Na verdade eu estava ciente do seu precário estado de saúde. Mas sabia também da sua considerável melhora. Até então desconhecia a sua brusca recaída que nos causou espécie.



Ainda que não quiséssemos aceitar, a verdade é que a recidiva viera obrigando-nos a amargar junto com ele, a sua dor. Amigos leais buscaram animá-lo confortando-o e encorajando-o a ser forte; mas a ausência física do idolatrado companheiro pungia fortemente. Eu relutava em prescindir o óbvio. Em vão.



Se de um lado eu me rendia às evidências, de outro eu temia sobre a possibilidade de não mais usufruir as suas preces, não deleitar das suas pregações firmes e cadenciadas e ainda de não me ater nunca mais a suas lições de incentivo...



Sucede que, finalmente, ao romper o fio de esperança, meus pensamentos começaram a divagar e a voz que nos daria certeza, não veio. Foi cruel em emudecer deixando desencadear inevitável perda.



Enfim, o sóbrio Padre identificado pelo sobrenome Murta, se coloca na história memorável que, afinal de contas, vale ouro, além de merecer a nossa deferência toda especial. Culto, ungido de Deus, conselheiro e amigo dos amigos, soube congregar sabedoria em todas as nuances. Deixa na recordação ensinamentos profundos, seu caráter elevado que o permitia lutar tenazmente; envolto aos livros e papéis cujo fim era dar o melhor de si. Só alguém como Padre Murta para reunir tantas qualificações.



Quem o conheceu em vida, como eu, de alguma forma quis extravasar o sentimento de amizade que por ele nutria. Lembro-me bem quando de pronto proclamou-se a escrever do próprio punho o prefácio do meu primeiro livro, bem como igualmente se faria a outro que deixou apenas no começo.



Ao pedir-me pressa, eu que valorizava tanto as suas sábias palavras, pequei em me acomodar. Agora, tarde demais, tomei as suas lições como minha prática de vida; e só assim sabendo-a veloz e impiedosa. Ainda saudável, ele parecia não se dar conta da minha indigência literária perante o seu rico potencial. Movido pela sua peculiar simplicidade e gentileza demonstrava interesse em lê-lo “antes da sua ida” como coincidentemente previa.
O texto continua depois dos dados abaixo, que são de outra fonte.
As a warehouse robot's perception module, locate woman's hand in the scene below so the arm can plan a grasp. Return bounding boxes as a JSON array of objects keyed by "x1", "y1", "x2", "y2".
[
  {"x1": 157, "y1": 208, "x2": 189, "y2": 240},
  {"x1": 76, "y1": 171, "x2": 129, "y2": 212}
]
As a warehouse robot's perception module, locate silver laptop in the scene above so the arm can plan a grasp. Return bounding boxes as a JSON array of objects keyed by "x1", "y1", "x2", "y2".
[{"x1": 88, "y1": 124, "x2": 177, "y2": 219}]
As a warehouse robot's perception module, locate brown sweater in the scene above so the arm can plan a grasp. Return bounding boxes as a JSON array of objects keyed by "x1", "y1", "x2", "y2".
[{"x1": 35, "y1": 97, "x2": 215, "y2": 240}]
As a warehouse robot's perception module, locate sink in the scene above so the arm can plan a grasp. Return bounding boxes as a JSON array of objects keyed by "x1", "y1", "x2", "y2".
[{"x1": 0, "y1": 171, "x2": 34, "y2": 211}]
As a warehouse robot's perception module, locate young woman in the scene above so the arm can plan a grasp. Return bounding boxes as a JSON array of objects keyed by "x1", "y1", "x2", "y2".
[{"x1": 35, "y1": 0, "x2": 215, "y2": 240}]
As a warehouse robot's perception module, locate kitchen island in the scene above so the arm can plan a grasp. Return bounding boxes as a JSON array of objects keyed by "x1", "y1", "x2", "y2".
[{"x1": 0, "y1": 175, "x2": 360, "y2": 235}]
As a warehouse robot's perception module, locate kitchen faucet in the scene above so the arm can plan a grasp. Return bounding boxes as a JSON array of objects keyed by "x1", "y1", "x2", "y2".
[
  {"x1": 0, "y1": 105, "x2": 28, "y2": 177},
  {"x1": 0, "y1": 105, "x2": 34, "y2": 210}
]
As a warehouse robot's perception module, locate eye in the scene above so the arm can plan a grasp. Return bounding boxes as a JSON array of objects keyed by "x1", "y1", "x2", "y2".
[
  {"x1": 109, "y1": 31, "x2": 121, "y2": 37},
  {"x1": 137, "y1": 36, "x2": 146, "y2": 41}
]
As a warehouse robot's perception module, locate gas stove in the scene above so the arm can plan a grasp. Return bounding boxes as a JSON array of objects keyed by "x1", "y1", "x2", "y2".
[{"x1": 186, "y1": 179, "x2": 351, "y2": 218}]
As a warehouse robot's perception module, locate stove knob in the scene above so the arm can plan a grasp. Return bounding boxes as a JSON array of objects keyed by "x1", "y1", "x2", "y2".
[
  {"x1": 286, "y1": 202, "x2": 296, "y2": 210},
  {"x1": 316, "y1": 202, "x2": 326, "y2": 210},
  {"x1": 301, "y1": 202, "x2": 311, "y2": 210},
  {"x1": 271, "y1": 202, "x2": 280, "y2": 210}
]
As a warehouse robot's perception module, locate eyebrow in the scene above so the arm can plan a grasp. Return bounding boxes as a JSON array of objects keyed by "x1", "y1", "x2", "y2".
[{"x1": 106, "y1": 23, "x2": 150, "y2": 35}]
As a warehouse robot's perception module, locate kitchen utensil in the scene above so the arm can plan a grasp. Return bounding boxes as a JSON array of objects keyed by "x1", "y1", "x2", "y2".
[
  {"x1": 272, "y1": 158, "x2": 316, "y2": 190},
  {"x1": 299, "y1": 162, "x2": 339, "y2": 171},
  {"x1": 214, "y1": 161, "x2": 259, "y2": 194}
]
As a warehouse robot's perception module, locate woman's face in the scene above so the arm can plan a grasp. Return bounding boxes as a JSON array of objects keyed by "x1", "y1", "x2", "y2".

O sentimento de afeto que nos unia é aquele que caracteriza as verdadeiras amizades: o de estarmos diante de um velho conhecido, com quem podemos ser nós mesmos, e a quem dedicamos nosso afeto sem restrições e sem expectativa de retorno.



Quando o conheci era ainda pequena, mas soube conquistar a sua simpatia, o suficiente para consolidar minha admiração por ele ao longo de seu caminho, marcado a largos passos.



Ele se foi deixando amizades solidamente plantadas; que nem o tempo, nem o afastamento repentino é capaz de dissolver.



E assim a vida passa. Continuemos marchando em direção ao amanhã. Empenhada na luta que prossigo, sigo-me inspirando no seu imorredouro exemplo.